Parallèlement à cela, Dominique Massenot a cherché à savoir si les composts de déchets verts, que l’on peut trouver dans les déchetteries, étaient de bonne qualité pour la vigne. Selon lui, ils sont moins intéressants. « Les ingrédients utilisés, notamment le bois, sont trop stables. Ils n’auront pas d’effet fertilisant », conclut-il. Il avait d’ailleurs déjà essayé d’ajouter des sarments de vigne dans des composts biodynamiques. Le résultat était alors décevant, puisque apparaissaient des carences azotées et des baisses de rendements dans les vignes ainsi conduites. Pour entretenir les taux d’azote dans le sol, il préconise donc un compost jeune, issu de fumier de bovin et comprenant les préparats biodynamiques de l’année antérieure. Dans l’idéal, l’application intervient en fin d’hiver, pour que les micro-organismes puissent relarguer les éléments nutritifs nécessaires à la plante au moment du débourrement.
Témoignage
Le compost jeune est bien plus bénéfique
Initialement j’utilisais des composts vieux que j’appliquais à l’automne, comme beaucoup de mes confrères. Les réserves d’azote dans mes vignes se sont épuisées avec le temps. Lorsque je suis passé sur du compost jeune, l’effet a été flagrant : j’ai observé de meilleurs rendements et même de meilleures fermentations dès la première année. J’apporte environ deux tonnes hectares au mois de mars, avec un compost biodynamique âgé d’un mois et demi environ. Comme il est plus gras, l’idéal est de le faire passer d’abord par un épandeur à fumier agricole pour l’émietter, puis de l’épandre avec son matériel viticole. Au final ce n’est pas beaucoup plus contraignant, il faut juste s’organiser un peu !

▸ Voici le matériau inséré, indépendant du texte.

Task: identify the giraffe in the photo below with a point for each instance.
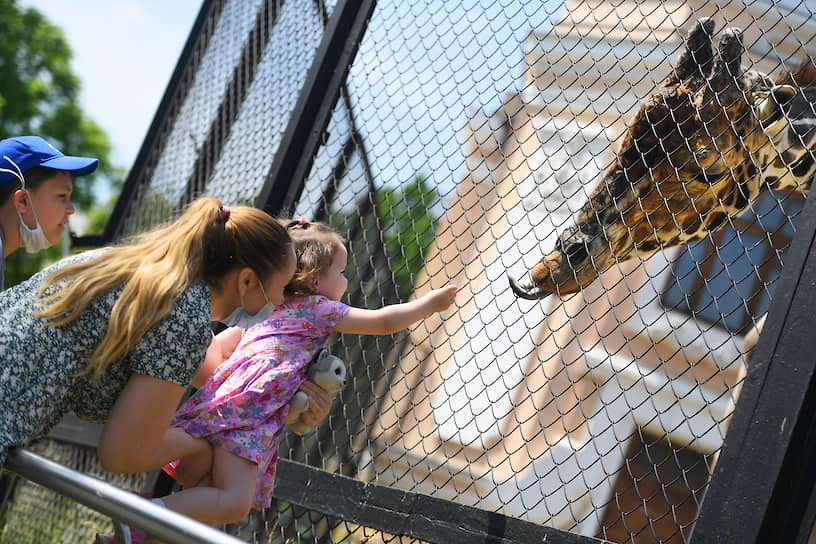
(698, 151)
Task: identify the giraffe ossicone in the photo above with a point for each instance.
(704, 145)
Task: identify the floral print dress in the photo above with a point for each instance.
(242, 406)
(41, 376)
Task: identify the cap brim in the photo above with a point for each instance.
(79, 166)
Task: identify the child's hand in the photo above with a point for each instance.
(441, 299)
(193, 468)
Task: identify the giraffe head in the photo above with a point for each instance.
(697, 152)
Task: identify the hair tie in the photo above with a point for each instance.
(299, 223)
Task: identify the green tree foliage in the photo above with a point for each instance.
(39, 95)
(408, 222)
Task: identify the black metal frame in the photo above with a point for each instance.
(762, 487)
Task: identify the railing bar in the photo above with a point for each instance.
(158, 522)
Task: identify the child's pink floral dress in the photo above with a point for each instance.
(242, 406)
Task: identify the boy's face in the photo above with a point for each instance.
(331, 282)
(51, 203)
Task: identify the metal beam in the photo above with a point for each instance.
(144, 515)
(314, 107)
(403, 513)
(761, 487)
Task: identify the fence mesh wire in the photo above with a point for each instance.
(466, 137)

Qu’est ce que la cristallisation sensible ?
La cristallisation sensible est une méthode permettant d’évaluer de façon globale l’énergie d’un produit vivant. Mise au point par un chimiste et agronome allemand au début du vingtième siècle, elle est aujourd’hui utilisée, principalement en biodynamie, pour étudier les forces contenues dans divers composés. Le scientifique avait démontré à l’époque qu’un sel pur se cristallise de façon désordonnée, alors qu’il subit une coordination évidente en présence d’une substance vivante. « Chaque composant vivant émet une énergie particulière, et la méthode permet de synthétiser toutes ces énergies », explique Margarethe Chapelle, gérante du laboratoire Œnocristal. L’analyse consiste à associer dans une boîte de Petri une solution de chlorure de cuivre et un extrait liquide de la substance à étudier, puis à faire sécher le tout. Cela s’opère dans une étuve à température et hygrométrie constantes, sur des plaques montées sur silentbloc, afin d’éviter tout mouvement. « La méthode n’est toutefois pas standardisée, commente Christian Marcel, cristallographe. Nous sommes très peu à l’utiliser. » La cristallisation s’opère naturellement en quelques heures. Il en découle une « image », qu’il faut interpréter. « C’est donc une évaluation qualitative, et non quantitative », précise Margarethe Chapelle. Ces images obtenues après le processus ne sont pas reproductibles. Cependant, selon la scientifique chaque composé possède une signature propre. La lecture se fait en observant les anomalies (cassures du réseau cristallin, distorsions ou encore germinations secondaires) par rapport à une grille de lecture. Trois zones distinctes sont interprétées, chacune représentant un aspect particulier du produit (arômes et potentiel de garde d’un vin, par exemple). Attention toutefois. Selon Christian Marcel, « Cette lecture suggère les choses, elle ne les affirme pas ! ». La cristallisation sensible n’a pas vocation à remplacer une analyse œnologique ou agronomique. « Mais c’est une bonne méthode complémentaire » conclut Margarethe Chapelle.